RL Boids¶
We can naturally use esquilax simulations as reinforcement learning environments, allowing training policies across batches of agents, and with multiple policies.
Environment¶
We’ll use the same updates and states from the Evolutionary Boids example, but wrap them up in an environment class
class BoidEnv(esquilax.ml.rl.Environment):
def __init__(self, n_agents: int):
self.n_agents = n_agents
@property
def default_params(self) -> Params:
return Params()
def reset(
self, key: chex.PRNGKey, params: Params
) -> Tuple[chex.Array, Boid]:
k1, k2, k3 = jax.random.split(key, 3)
boids = Boid(
pos=jax.random.uniform(k1, (self.n_agents, 2)),
speed=jax.random.uniform(
k2,
(self.n_agents,),
minval=params.min_speed,
maxval=params.max_speed,
),
heading=jax.random.uniform(
k3, (self.n_agents,),
minval=0.0, maxval=2.0 * jnp.pi
),
)
obs = self.get_obs(boids, params=params, key=key)
return obs, boids
def step(
self,
key: chex.PRNGKey,
params: Params,
state: Boid,
actions: chex.Array,
) -> Tuple[chex.Array, Boid, chex.Array, chex.Array]:
headings, speeds = update_velocity(
key, params, (actions, state)
)
pos = move(key, params, (state.pos, headings, speeds))
rewards = reward(key, params, pos, pos, pos=pos)
boids = Boid(pos=pos, heading=headings, speed=speeds)
obs = self.get_obs(boids, params=params, key=key)
return obs, state, rewards, False
def get_obs(
self, state, params=None, key=None,
) -> chex.Array:
n_nb, x_nb, s_nb, h_nb = observe(
key, params, state, state, pos=state.pos
)
obs = flatten_observations(
key, params, (state, n_nb, x_nb, s_nb, h_nb)
)
return obs
This structure is reasonably standard for reinforcement learning environments, with methods to reset the environment state, and a step methods that accepts actions and consequently updates the state of the environment.
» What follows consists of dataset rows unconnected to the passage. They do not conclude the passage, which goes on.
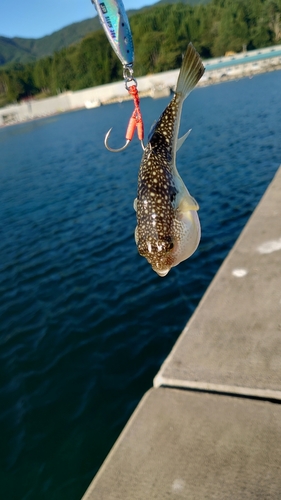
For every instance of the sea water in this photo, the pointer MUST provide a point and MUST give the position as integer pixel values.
(84, 321)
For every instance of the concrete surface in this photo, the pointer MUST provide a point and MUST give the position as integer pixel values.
(194, 446)
(233, 341)
(217, 70)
We’ve also included a convenience observation function that generates a flattened observation from the current environment state.
RL Agent¶
We also define the RL agent. In this case the boid agents
will share a single policy (though we could also initialise
individual policies). We implement the shared policy agent
class esquilax.ml.rl.SharedPolicyAgent
Note
We’ll not implement the full RL agent functionality here (for brevity). The agent can be used to implement specific RL algorithms.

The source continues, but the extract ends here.